IT departments now receive 3,000 alerts every day – but AI can help

Max Smolaks

January 21, 2020

3 Min Read

Why not apply machine learning to machine management?

An
average IT or cloud operations team had to deal with nearly
3,000 daily monitoring and management alerts in 2019, suggests a report from American software intelligence company Dynatrace.

This represents
a 19 percent increase from 2018.

The company estimated that the time spent dealing
with alerts costs large organizations an average of $1.5 million in overhead
expenses each year and suggested that employing artificial intelligence to identify
critical issues is the only way to handle the growing complexity of multi-cloud
deployments.

Too much, too fast

Dynatrace offers application performance
management (APM) and cloud infrastructure monitoring products, and is a major
player in the emerging AIOps software category that hopes to bring the benefits
of artificial intelligence and automation to IT infrastructure management.

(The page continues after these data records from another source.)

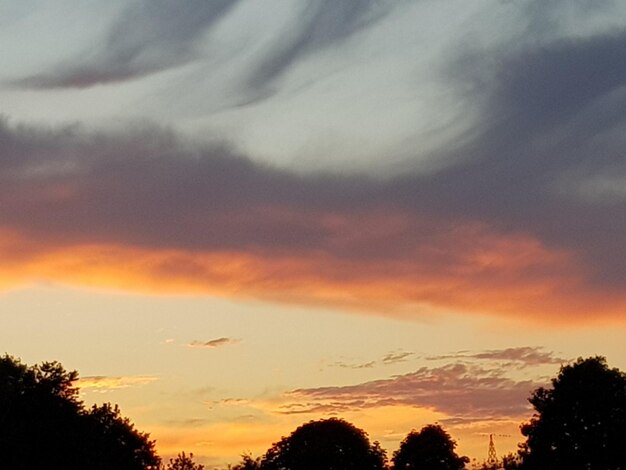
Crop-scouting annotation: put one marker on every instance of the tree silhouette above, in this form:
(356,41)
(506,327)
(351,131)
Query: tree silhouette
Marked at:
(329,444)
(183,462)
(579,423)
(43,424)
(432,448)
(248,463)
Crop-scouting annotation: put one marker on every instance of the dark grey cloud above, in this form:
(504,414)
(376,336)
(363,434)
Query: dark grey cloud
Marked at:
(152,36)
(551,113)
(457,389)
(525,356)
(321,24)
(148,36)
(393,358)
(214,343)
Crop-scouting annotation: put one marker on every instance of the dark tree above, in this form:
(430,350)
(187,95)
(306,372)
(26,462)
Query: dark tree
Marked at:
(43,424)
(331,444)
(183,462)
(579,423)
(432,448)
(248,463)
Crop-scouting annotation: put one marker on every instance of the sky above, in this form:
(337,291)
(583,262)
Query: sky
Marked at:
(233,217)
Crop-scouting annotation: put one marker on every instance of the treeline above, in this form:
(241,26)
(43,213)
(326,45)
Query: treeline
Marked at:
(579,423)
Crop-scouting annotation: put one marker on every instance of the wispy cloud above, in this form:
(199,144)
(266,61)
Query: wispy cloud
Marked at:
(457,389)
(214,343)
(525,356)
(393,358)
(520,218)
(103,382)
(147,37)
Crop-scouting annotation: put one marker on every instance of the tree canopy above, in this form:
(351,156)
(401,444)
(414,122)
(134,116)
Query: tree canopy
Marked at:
(580,422)
(432,448)
(44,424)
(330,444)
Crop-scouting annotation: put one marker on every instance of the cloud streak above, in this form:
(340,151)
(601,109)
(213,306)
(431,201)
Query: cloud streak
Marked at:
(212,344)
(103,382)
(147,37)
(145,208)
(522,216)
(525,356)
(458,390)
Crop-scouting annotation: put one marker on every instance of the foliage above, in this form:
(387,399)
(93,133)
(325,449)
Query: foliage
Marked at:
(248,463)
(183,462)
(580,422)
(325,445)
(432,448)
(43,424)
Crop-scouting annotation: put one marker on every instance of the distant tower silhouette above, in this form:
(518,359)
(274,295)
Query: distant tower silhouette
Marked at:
(491,455)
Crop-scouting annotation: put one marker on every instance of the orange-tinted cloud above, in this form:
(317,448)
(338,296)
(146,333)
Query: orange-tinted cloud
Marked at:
(211,344)
(146,211)
(103,382)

The company has just published a report titled “Top challenges for CIOs on the road to the AI-driven autonomous cloud.”

It surveyed 800 CIOs and found that an average IT team spent around 15 percent of its time trying to sort through monitoring alerts to decide which issues required immediate attention, and which could be safely ignored. In an IT department that pays its staff $10.2 million per year, this would amount to $1.53m lost annually.

Seventy percent of respondents said their organization was struggling to
cope with the number of alerts from monitoring and management tools, and 75
percent said most of the alerts they received were irrelevant. On average, just
26 percent of the alerts received each day required actioning.

At the same time, an average organization
experienced 21 incidents that could have been prevented if alerts were seen or
acted upon in time but weren’t.

The situation
is clearly unsustainable, and Dynatrace suggests that CIOs
are increasingly looking to AI and automation to solve the issue of information
overload.

“The Dynatrace
Software Intelligence Platform is a single platform with multiple modules,
leveraging a common data model with a precise explainable AI engine at its core,”
said Bernd Greifeneder, CTO and founder at Dynatrace.

“Unlike other solutions, which just serve
up more data on glass, it’s this combination that enables Dynatrace to deliver the precise answers and
contextual causation that organizations need to succeed in taming cloud
complexity and, ultimately, achieving AI-driven autonomous cloud operations.”